Environmentalist relates personal tales for NE event
by Janet Chang
reporter


   “This is a big thing. Usually the place where a person is born doesn’t care much about him or her,” an environmentalist told students at the NE Campus celebration of Living Literature.
   Rick Bass returned to his hometown to read from his collection of stories, The Hermit’s Story, last week.
   For the event sponsored by NE student activities and English department, he selected a story in which the hazardous life of a firefighter affects his marriage and his attitudes about life.
   The story was filled with the details of firefighting, such as advice to exit a building when the earlobes start to tingle because they are the most temperature-sensitive part of the body.
   Bass said that he prepared to write the story by suiting up and going to fires along with volunteer firemen.
   Describing the hero of the story, Bass said that firefighters are real people with real weaknesses.
   “ There are no real rescuers,” he said.
   After the reading, Bass took questions from the audience. Many dealt with the writing process. When writing, Bass said he draws from reality and imagination, which can create some problems.
   “ I can never remember what parts I saw and what I made up, so I have to rely on others for verification,” he said.
   Bass told one student he has only recently experienced writer’s block.
   “ Never had it till this year. It’s no great loss,” he said.
   Bass explained that he does not worry about the inability to write, in itself, but about the situation that is causing the writer’s block.
   Some students asked about the mechanics of writing, such as the use of forms of the verb to be.
   “ Don’t worry about it in your drafts. Get your emotions down and then go through and beef it up with action verbs,” He advised.
   Born in Fort Worth and raised in Houston, Bass was a petroleum geologist in Mississippi and studied wildlife science in Utah before settling in Montana’s Yaak Mountains.
   Although many students came to hear his fiction, Bass also answered questions about his concern for the Yaak, which he says “still retains most of its bio-integrity.”
   Bass said he is now committed to protecting the area, but finds that it is tough to get the 150 residents to agree.
   “ Grizzlies and blizzards are the easy part,” he said.
   Bass described the Yaak as a unique ecosystem, the overlapping of two habitats, creating a land in which things come in twos: “fire and rot, the lynx and the bobcat, both the bald and the golden eagles.”
   Bass thinks tapping into the strategic petroleum reserve is still a good idea, but it tends to be used by both sides as a political adjuster and to influence prices.
   The activist life, Bass said, was not in his original plans.
   “ I didn’t start out in life thinking I was going to be hated,” he said.
   Some people, Bass said, fear that the protection of areas of wilderness will mean someone will take away their guns.
   Bass said that even though he used to think he would always be a writer, he is being shaped by the land.
   “ I have seen cities,” he said, “and I am not a hick, but I am a hick.”
   He said he redefines himself again and again, about every seven years, but his love of the land does not change.
   “ You want to relate to the land in every way you know how,” he said.

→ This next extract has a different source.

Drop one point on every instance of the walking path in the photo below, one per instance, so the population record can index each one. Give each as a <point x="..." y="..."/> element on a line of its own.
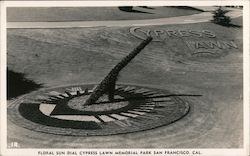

   Bass said his writing unconsciously, rather than by design, reflects the coloration of the land he inhabits: yellow and green when he lived in Mississippi, blue and white in the Yaak.
   Bass said that although he loves to write fiction, he does not think of himself as a writer much anymore.
   “ Writing is the most normal and least interesting thing I do,” he said.
   According to Bass, his creative writing output now consists of a short story every two years.
   He told his audience that good writing has three elements.
   “ Specificity, metaphor and voice are needed, and you’re home free—forget about the plot.”
   Discussing a writer’s background knowledge, he said the writer should also write when he does not know everything and has to use imagination.
   “ You need to feel deeply about a place to write on it. You don’t have to know all about it,” he said. “Now that I know more, writing consists more of observation and analysis.”
   Bass said that he is learning that activism and writing are not really complimentary activities.
   “ An activist already knows what he wants, but a writer wants to convey feelings and through the creative process finds out what he wants,” the author said.
   Bass said he has found that the manipulative thinking required to write on issues affects one’s art.
   “ It fries your brain,” he said.
   Bass reflected on why he has chosen to be an activist.
   “ The gratification from activism is a lot more than from doing something that is easy,” he said.
   Bass said that it took him 14 years to write his only novel.
   “ What I’m proud of is the process and not the book,” he said.
   He added that he still has goals as a writer.
   “ I’d like to write a novel,” he said. “To me a great novel is the gold standard in literature.”